The Central Limit Theorem (CLT) states that “the distribution of averages of independent and identically distributed (iid) variables becomes that of a standard normal as the sample size increases” (Caffo, 2015).
The theoretical mean (\(\mu\)) comes from the mean of the simulated 1000 sample means. The result is 4.989. The calculated sample mean (\(\bar X\)) is 4.860. The sample mean \(\bar X\) is close to the simulated mean \(\mu\).
The theoretical variance (\({\sigma^2}\)) comes from the variance of the simulation. The result is 0.612. The estimated population variance based on sample variance (\({S^2}\)) of a sample size of 40 observations is 0.589. The estimated population variance (\({S^2}\)) is close to the population variance \({\sigma^2}\) obtained in the simulation.

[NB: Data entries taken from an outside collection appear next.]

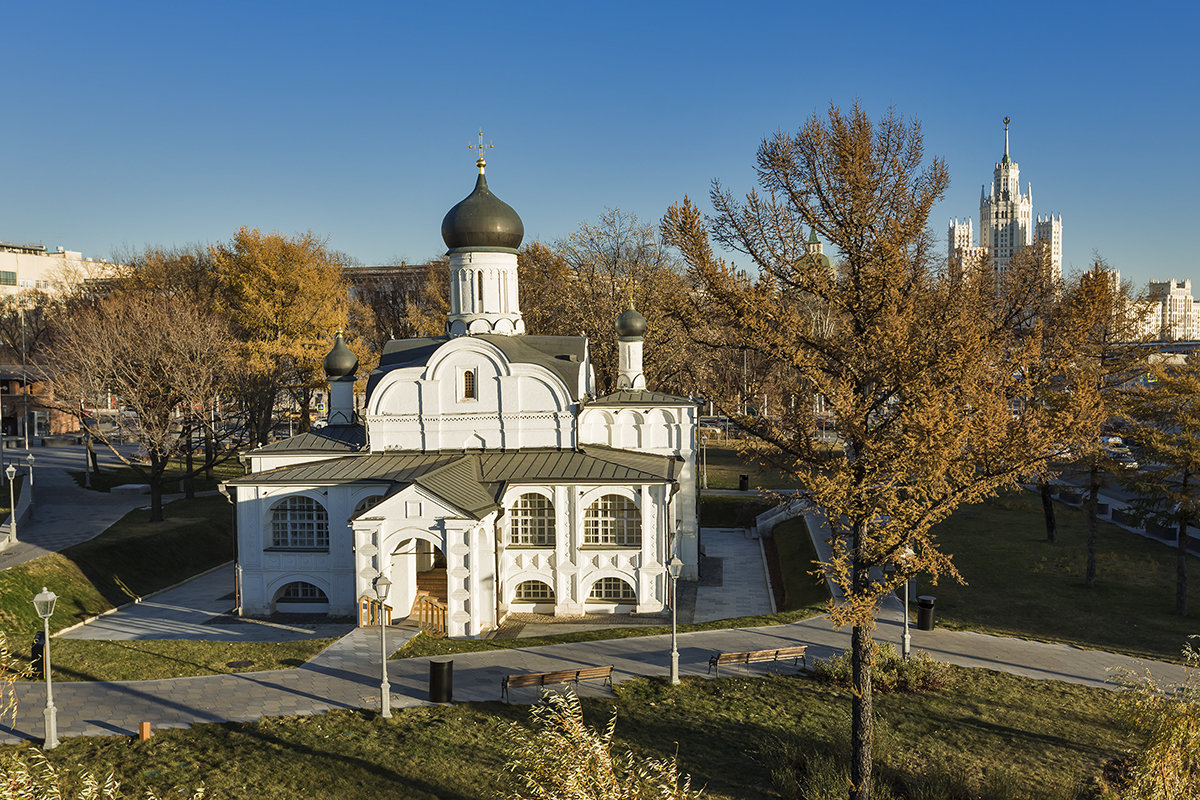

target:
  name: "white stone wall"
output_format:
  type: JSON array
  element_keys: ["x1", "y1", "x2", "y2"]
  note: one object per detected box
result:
[{"x1": 366, "y1": 337, "x2": 576, "y2": 451}]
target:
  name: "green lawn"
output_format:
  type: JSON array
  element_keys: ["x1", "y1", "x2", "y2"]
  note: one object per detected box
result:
[
  {"x1": 918, "y1": 492, "x2": 1200, "y2": 661},
  {"x1": 0, "y1": 495, "x2": 233, "y2": 643},
  {"x1": 71, "y1": 457, "x2": 246, "y2": 494},
  {"x1": 8, "y1": 637, "x2": 337, "y2": 681},
  {"x1": 9, "y1": 669, "x2": 1135, "y2": 800}
]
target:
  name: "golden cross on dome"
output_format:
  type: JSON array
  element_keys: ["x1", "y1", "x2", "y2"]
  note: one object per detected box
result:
[{"x1": 467, "y1": 128, "x2": 496, "y2": 173}]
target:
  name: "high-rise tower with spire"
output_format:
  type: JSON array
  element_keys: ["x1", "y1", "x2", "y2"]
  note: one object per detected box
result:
[{"x1": 947, "y1": 116, "x2": 1062, "y2": 283}]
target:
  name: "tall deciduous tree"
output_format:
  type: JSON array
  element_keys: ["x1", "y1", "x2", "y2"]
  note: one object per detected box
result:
[
  {"x1": 210, "y1": 228, "x2": 350, "y2": 441},
  {"x1": 1124, "y1": 354, "x2": 1200, "y2": 616},
  {"x1": 662, "y1": 106, "x2": 1094, "y2": 800},
  {"x1": 1057, "y1": 259, "x2": 1146, "y2": 587},
  {"x1": 518, "y1": 209, "x2": 692, "y2": 395},
  {"x1": 52, "y1": 293, "x2": 234, "y2": 522}
]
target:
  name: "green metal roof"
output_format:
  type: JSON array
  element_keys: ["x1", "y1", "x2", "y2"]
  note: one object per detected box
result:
[
  {"x1": 588, "y1": 389, "x2": 698, "y2": 405},
  {"x1": 227, "y1": 445, "x2": 680, "y2": 519},
  {"x1": 250, "y1": 425, "x2": 367, "y2": 456}
]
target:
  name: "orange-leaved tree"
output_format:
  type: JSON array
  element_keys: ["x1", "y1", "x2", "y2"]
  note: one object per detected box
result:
[{"x1": 662, "y1": 106, "x2": 1087, "y2": 800}]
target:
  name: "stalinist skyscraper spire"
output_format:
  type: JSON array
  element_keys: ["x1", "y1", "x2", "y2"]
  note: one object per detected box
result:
[{"x1": 947, "y1": 116, "x2": 1062, "y2": 277}]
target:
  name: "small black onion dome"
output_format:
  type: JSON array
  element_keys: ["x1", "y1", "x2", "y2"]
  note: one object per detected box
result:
[
  {"x1": 617, "y1": 303, "x2": 646, "y2": 339},
  {"x1": 442, "y1": 167, "x2": 524, "y2": 249},
  {"x1": 325, "y1": 331, "x2": 359, "y2": 380}
]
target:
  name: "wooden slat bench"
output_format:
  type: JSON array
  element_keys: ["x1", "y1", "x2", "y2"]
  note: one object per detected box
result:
[
  {"x1": 708, "y1": 644, "x2": 809, "y2": 678},
  {"x1": 500, "y1": 664, "x2": 612, "y2": 700}
]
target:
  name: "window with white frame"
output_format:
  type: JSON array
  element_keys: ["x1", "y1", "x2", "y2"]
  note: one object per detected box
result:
[
  {"x1": 276, "y1": 581, "x2": 329, "y2": 603},
  {"x1": 583, "y1": 494, "x2": 642, "y2": 547},
  {"x1": 354, "y1": 494, "x2": 383, "y2": 515},
  {"x1": 588, "y1": 578, "x2": 637, "y2": 603},
  {"x1": 271, "y1": 495, "x2": 329, "y2": 551},
  {"x1": 509, "y1": 492, "x2": 554, "y2": 547},
  {"x1": 514, "y1": 581, "x2": 554, "y2": 603}
]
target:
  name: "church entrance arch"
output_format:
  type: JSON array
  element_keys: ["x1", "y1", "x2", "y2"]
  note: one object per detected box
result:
[{"x1": 384, "y1": 529, "x2": 448, "y2": 621}]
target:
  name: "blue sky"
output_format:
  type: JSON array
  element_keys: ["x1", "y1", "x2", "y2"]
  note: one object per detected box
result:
[{"x1": 0, "y1": 1, "x2": 1200, "y2": 283}]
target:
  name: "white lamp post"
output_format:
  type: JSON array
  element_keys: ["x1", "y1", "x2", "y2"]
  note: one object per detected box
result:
[
  {"x1": 374, "y1": 572, "x2": 391, "y2": 718},
  {"x1": 900, "y1": 547, "x2": 914, "y2": 658},
  {"x1": 4, "y1": 464, "x2": 17, "y2": 542},
  {"x1": 31, "y1": 587, "x2": 59, "y2": 750},
  {"x1": 667, "y1": 554, "x2": 683, "y2": 684}
]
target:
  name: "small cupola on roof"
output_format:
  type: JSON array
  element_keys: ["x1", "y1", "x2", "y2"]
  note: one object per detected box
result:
[
  {"x1": 325, "y1": 331, "x2": 359, "y2": 380},
  {"x1": 442, "y1": 156, "x2": 524, "y2": 252},
  {"x1": 325, "y1": 331, "x2": 359, "y2": 425},
  {"x1": 442, "y1": 131, "x2": 524, "y2": 336},
  {"x1": 616, "y1": 296, "x2": 646, "y2": 389}
]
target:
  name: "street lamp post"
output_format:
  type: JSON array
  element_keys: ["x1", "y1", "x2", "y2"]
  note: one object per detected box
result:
[
  {"x1": 31, "y1": 587, "x2": 59, "y2": 750},
  {"x1": 667, "y1": 553, "x2": 683, "y2": 684},
  {"x1": 374, "y1": 572, "x2": 391, "y2": 718},
  {"x1": 900, "y1": 547, "x2": 914, "y2": 658},
  {"x1": 4, "y1": 464, "x2": 17, "y2": 545}
]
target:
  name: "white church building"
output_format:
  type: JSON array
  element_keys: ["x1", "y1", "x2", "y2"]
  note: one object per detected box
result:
[{"x1": 226, "y1": 151, "x2": 698, "y2": 637}]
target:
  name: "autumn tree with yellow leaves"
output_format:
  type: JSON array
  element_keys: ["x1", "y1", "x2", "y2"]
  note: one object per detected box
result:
[{"x1": 662, "y1": 106, "x2": 1090, "y2": 800}]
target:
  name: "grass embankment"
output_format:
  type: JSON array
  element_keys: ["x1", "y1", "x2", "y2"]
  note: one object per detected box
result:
[
  {"x1": 71, "y1": 456, "x2": 246, "y2": 494},
  {"x1": 14, "y1": 637, "x2": 337, "y2": 681},
  {"x1": 4, "y1": 669, "x2": 1130, "y2": 800},
  {"x1": 919, "y1": 492, "x2": 1200, "y2": 661},
  {"x1": 697, "y1": 439, "x2": 796, "y2": 489},
  {"x1": 0, "y1": 497, "x2": 258, "y2": 680}
]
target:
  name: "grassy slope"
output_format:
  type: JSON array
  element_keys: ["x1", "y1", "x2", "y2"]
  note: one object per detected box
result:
[
  {"x1": 21, "y1": 670, "x2": 1128, "y2": 800},
  {"x1": 11, "y1": 637, "x2": 336, "y2": 682},
  {"x1": 919, "y1": 492, "x2": 1200, "y2": 660},
  {"x1": 0, "y1": 497, "x2": 233, "y2": 639}
]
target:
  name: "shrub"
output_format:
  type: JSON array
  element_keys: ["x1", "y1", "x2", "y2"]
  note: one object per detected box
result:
[{"x1": 812, "y1": 643, "x2": 949, "y2": 693}]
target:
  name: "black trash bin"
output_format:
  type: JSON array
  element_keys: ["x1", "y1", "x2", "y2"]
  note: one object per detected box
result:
[
  {"x1": 430, "y1": 658, "x2": 454, "y2": 703},
  {"x1": 917, "y1": 595, "x2": 937, "y2": 631},
  {"x1": 30, "y1": 631, "x2": 46, "y2": 678}
]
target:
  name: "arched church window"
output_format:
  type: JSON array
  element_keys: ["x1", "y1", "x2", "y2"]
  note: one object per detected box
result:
[
  {"x1": 512, "y1": 581, "x2": 554, "y2": 603},
  {"x1": 509, "y1": 492, "x2": 554, "y2": 547},
  {"x1": 354, "y1": 494, "x2": 383, "y2": 515},
  {"x1": 276, "y1": 581, "x2": 329, "y2": 603},
  {"x1": 588, "y1": 578, "x2": 637, "y2": 603},
  {"x1": 583, "y1": 494, "x2": 642, "y2": 547},
  {"x1": 271, "y1": 495, "x2": 329, "y2": 551}
]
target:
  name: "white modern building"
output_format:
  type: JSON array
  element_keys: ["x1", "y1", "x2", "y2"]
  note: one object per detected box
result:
[
  {"x1": 947, "y1": 116, "x2": 1062, "y2": 279},
  {"x1": 0, "y1": 241, "x2": 113, "y2": 296},
  {"x1": 1145, "y1": 278, "x2": 1200, "y2": 342},
  {"x1": 227, "y1": 158, "x2": 698, "y2": 637}
]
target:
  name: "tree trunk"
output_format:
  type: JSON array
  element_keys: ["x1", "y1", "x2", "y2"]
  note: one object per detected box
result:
[
  {"x1": 204, "y1": 426, "x2": 216, "y2": 481},
  {"x1": 1084, "y1": 464, "x2": 1100, "y2": 589},
  {"x1": 184, "y1": 422, "x2": 196, "y2": 500},
  {"x1": 1038, "y1": 481, "x2": 1058, "y2": 542},
  {"x1": 1175, "y1": 470, "x2": 1190, "y2": 616},
  {"x1": 850, "y1": 625, "x2": 875, "y2": 800}
]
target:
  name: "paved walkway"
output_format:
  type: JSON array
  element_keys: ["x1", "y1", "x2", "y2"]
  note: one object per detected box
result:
[
  {"x1": 0, "y1": 446, "x2": 181, "y2": 570},
  {"x1": 0, "y1": 479, "x2": 1184, "y2": 744}
]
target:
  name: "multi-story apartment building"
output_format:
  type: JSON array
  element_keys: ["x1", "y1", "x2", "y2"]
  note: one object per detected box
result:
[{"x1": 947, "y1": 116, "x2": 1062, "y2": 278}]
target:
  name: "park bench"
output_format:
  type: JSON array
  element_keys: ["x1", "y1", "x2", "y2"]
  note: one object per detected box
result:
[
  {"x1": 708, "y1": 644, "x2": 809, "y2": 678},
  {"x1": 500, "y1": 664, "x2": 612, "y2": 700}
]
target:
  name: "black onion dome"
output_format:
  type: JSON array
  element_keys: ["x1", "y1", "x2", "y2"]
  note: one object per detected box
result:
[
  {"x1": 617, "y1": 303, "x2": 646, "y2": 339},
  {"x1": 442, "y1": 172, "x2": 524, "y2": 249},
  {"x1": 325, "y1": 332, "x2": 359, "y2": 380}
]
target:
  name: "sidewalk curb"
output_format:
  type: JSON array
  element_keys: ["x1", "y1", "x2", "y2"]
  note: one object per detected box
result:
[{"x1": 50, "y1": 561, "x2": 233, "y2": 638}]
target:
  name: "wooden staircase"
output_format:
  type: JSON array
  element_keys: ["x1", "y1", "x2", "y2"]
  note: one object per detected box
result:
[{"x1": 410, "y1": 567, "x2": 449, "y2": 636}]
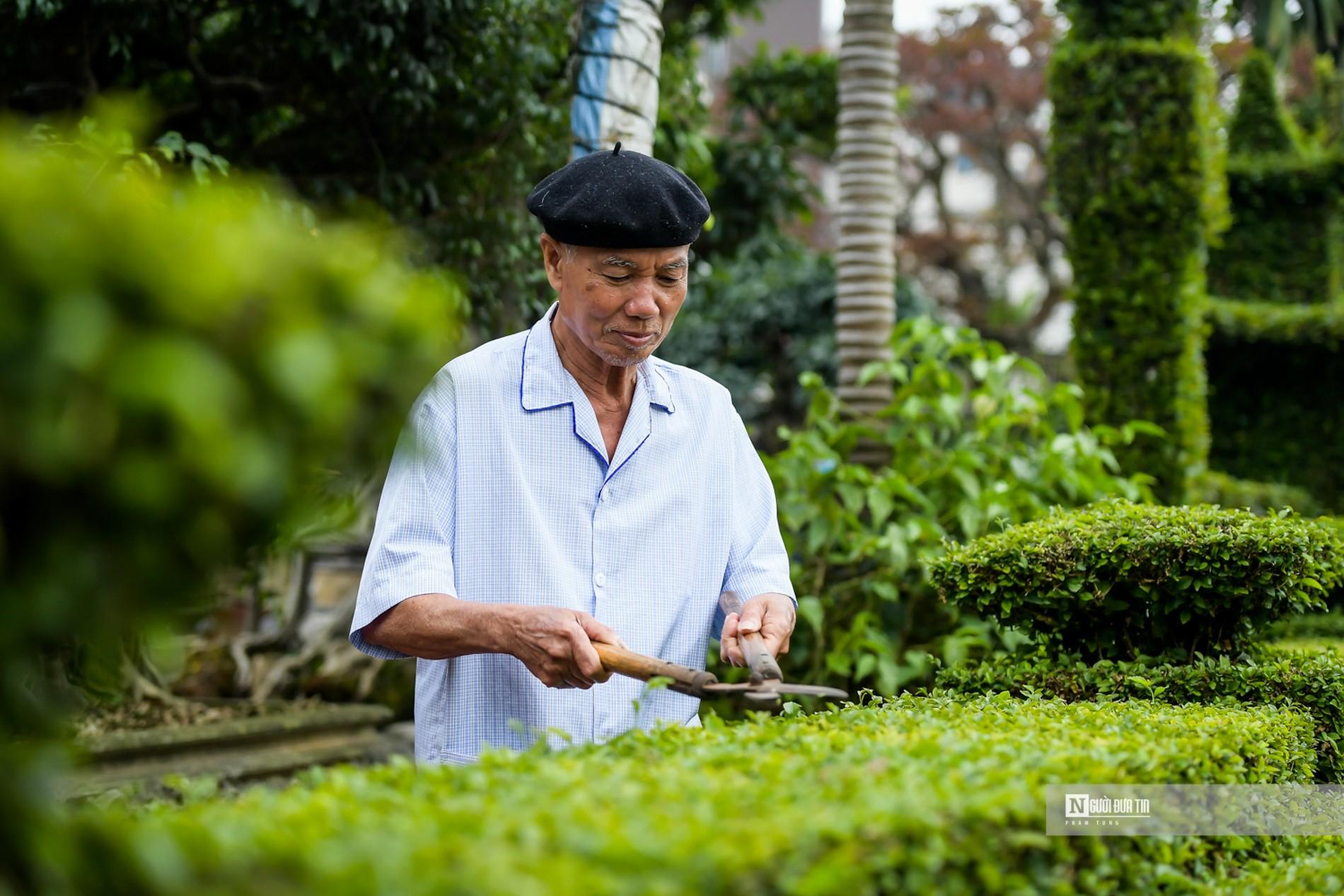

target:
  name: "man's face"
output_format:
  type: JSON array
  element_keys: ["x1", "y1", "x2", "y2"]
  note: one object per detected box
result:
[{"x1": 542, "y1": 234, "x2": 690, "y2": 367}]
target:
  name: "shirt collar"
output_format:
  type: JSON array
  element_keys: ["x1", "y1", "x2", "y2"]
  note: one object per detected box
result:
[{"x1": 519, "y1": 302, "x2": 676, "y2": 414}]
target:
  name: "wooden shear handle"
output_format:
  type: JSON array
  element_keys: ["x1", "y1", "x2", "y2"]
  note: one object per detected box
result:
[{"x1": 593, "y1": 641, "x2": 719, "y2": 697}]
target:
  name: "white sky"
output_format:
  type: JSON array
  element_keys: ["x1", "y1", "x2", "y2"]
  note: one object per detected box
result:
[{"x1": 821, "y1": 0, "x2": 1004, "y2": 33}]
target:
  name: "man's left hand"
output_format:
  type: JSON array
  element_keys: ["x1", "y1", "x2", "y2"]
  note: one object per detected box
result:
[{"x1": 719, "y1": 594, "x2": 797, "y2": 666}]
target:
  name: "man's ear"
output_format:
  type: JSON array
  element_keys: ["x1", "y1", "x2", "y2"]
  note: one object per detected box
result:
[{"x1": 542, "y1": 234, "x2": 564, "y2": 293}]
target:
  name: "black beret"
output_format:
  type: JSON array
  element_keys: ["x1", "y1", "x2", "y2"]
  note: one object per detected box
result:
[{"x1": 527, "y1": 144, "x2": 709, "y2": 248}]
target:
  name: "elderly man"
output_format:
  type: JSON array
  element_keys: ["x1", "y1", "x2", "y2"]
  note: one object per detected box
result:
[{"x1": 349, "y1": 144, "x2": 797, "y2": 762}]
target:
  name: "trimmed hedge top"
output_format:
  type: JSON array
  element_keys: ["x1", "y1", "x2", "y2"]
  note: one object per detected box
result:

Let’s simulate the effect of the sample size on the average distribution in order to check whether the means of the many n size samples converges to a normal distribution. The code below will plot three histograms of 1000 iterations of calculated sample mean. We will cover three different sample sizes: 10, 20, and 30.
Through simulation, let’s compare the three different sample sizes: n = 10, n = 20, and n = 30.
As the figure presents, increasing the sample size makes the graph approach a bell shape. That’s an indicative of normal distribution with mean 5.000 and standard deviation 0.768.